We wrote a translation tool which is based on a SQL Server database where both UX team and translators can look up strings by partial token matching, implemented simply as
SELECT Literal FROM Translations WHERE LCID=N'de' AND Literal LIKE N'%'+@token+N'%'
I know that this is not SARGable, at the moment it performs reasonably well so a possible solution does not need to address this.
Translators have come up with the habit of including zero-width spaces "" as hyphenation points in texts like this:
Entgeltfortzahlungsanspruch
You can actually copy and paste the spaces from that string, there are two, one after "Entgelt" and one before "anspruch".

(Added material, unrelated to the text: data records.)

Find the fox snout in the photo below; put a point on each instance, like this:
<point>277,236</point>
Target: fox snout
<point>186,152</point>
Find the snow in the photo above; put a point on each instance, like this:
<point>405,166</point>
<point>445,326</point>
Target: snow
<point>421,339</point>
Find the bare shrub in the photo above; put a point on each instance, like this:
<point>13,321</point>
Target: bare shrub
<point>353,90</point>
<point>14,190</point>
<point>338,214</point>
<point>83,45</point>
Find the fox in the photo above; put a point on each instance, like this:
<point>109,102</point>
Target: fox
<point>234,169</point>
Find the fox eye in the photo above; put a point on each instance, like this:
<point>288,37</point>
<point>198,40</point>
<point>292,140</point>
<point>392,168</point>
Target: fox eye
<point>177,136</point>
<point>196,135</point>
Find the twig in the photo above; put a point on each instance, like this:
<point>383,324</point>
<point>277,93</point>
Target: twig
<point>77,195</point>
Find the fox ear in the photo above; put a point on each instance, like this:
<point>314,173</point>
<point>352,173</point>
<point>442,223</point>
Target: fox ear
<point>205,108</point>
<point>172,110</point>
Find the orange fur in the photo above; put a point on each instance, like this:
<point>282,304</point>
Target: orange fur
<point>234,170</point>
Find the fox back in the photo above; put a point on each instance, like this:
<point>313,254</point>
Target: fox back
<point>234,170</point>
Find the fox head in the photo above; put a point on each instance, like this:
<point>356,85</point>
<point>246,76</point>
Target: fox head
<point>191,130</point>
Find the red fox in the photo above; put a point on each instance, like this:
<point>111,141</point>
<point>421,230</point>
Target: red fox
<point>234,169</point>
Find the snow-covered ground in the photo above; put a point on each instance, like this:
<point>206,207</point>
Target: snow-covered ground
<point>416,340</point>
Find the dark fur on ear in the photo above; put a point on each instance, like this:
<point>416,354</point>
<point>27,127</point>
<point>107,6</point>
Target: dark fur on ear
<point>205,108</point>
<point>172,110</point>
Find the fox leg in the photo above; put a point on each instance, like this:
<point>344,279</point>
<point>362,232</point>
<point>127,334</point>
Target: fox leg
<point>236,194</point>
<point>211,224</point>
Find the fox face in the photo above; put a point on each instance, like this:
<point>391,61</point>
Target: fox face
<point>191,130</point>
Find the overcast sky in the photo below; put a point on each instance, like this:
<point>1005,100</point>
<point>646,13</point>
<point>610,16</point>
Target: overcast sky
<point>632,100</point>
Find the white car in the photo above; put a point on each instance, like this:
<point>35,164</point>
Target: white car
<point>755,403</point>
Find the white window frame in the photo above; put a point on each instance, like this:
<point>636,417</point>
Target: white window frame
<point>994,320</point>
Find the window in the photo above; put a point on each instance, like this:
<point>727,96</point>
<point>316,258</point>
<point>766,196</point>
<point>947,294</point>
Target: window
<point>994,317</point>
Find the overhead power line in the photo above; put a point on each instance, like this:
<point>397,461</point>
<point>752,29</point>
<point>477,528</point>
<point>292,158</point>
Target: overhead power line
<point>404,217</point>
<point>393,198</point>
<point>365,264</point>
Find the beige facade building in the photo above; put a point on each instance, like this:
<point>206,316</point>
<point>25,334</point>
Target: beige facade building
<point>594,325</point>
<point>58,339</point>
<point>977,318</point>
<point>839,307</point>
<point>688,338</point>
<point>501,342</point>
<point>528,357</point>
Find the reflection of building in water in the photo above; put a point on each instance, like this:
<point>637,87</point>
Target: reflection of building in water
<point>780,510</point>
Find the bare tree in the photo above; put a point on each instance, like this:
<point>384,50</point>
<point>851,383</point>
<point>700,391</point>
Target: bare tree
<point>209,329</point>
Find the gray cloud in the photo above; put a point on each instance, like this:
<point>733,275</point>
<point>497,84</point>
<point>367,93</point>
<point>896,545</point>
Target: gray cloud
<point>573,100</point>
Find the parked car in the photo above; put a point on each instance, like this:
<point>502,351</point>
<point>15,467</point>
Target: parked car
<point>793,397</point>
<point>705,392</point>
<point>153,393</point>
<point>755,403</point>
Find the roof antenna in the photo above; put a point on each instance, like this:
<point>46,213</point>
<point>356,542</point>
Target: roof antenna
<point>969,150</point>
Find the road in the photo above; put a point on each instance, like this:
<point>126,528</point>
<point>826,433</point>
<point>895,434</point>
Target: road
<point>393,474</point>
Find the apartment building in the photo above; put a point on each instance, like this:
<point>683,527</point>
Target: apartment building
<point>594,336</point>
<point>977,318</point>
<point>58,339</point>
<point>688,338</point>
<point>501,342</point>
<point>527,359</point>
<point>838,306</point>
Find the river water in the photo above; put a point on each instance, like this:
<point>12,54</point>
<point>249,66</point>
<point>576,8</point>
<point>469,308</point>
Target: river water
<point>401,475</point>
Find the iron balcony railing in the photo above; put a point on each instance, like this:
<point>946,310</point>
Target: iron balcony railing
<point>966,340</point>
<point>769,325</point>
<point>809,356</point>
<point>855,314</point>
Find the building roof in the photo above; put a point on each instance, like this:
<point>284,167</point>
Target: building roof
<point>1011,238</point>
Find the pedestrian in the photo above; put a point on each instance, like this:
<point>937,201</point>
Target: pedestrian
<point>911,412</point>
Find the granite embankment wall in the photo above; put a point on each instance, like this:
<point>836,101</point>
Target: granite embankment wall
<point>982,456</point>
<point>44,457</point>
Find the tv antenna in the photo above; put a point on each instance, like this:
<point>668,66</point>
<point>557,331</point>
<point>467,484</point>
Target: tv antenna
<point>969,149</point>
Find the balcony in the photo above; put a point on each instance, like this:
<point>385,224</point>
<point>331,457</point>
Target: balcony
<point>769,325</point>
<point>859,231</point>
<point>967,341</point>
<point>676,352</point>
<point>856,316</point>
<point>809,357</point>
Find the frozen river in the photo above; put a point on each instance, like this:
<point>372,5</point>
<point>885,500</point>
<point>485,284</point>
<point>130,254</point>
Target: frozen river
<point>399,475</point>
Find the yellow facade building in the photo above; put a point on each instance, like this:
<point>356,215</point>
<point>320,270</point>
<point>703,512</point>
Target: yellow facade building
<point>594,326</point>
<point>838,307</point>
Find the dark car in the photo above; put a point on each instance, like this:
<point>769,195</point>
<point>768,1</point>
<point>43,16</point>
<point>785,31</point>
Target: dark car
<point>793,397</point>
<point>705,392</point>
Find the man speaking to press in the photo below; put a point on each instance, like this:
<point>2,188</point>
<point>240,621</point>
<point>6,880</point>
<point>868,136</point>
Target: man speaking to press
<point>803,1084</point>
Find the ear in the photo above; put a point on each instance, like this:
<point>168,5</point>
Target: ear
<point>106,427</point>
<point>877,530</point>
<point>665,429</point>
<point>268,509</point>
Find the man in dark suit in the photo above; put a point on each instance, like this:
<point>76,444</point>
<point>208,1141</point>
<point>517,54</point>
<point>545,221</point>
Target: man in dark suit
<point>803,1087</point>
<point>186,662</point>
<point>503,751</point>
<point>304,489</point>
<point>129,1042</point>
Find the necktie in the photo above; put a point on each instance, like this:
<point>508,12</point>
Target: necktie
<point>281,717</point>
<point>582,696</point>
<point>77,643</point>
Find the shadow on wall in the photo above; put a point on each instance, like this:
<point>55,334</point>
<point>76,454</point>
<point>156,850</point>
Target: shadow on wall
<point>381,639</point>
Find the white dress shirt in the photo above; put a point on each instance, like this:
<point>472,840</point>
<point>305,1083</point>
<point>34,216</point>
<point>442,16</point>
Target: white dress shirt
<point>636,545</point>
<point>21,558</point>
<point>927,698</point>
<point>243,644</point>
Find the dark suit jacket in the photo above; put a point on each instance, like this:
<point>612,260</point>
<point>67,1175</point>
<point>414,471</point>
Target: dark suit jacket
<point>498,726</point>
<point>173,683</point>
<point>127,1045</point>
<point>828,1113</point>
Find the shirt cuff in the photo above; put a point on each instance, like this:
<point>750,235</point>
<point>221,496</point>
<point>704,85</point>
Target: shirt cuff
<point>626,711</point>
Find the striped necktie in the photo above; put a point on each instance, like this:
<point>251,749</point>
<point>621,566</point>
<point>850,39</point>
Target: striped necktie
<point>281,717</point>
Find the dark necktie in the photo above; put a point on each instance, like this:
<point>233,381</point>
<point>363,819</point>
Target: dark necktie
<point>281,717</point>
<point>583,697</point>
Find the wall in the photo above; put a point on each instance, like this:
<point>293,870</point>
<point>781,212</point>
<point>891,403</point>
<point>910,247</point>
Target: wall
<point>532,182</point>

At runtime, this works like a charm. At designtime, it has now become impossible to copy+paste "Entgeltfortzahlungsanspruch" (without the invisible spaces!) into the search box of the tool and get results, because the LIKE
operator does not ignore these spaces. Which has become a bit of a problem because team members keep adding the same string thinking it has not been included in the glossary yet.
Is there a LIKE
syntax jugglery, regex magic, or other ingenious algorithm which would allow to ignore zero-widths spaces in searches, still preserving them in the data?
Previous research: From the four questions that come up when searching for "tsql" and "zero-width space", this one is partly relevant, we actually have implemented part of it because the application can already deal with accent sensitivity/insensitivity. But I could not find any information hinting that collations or TRIM
ming would help with this kind of inner whitespace.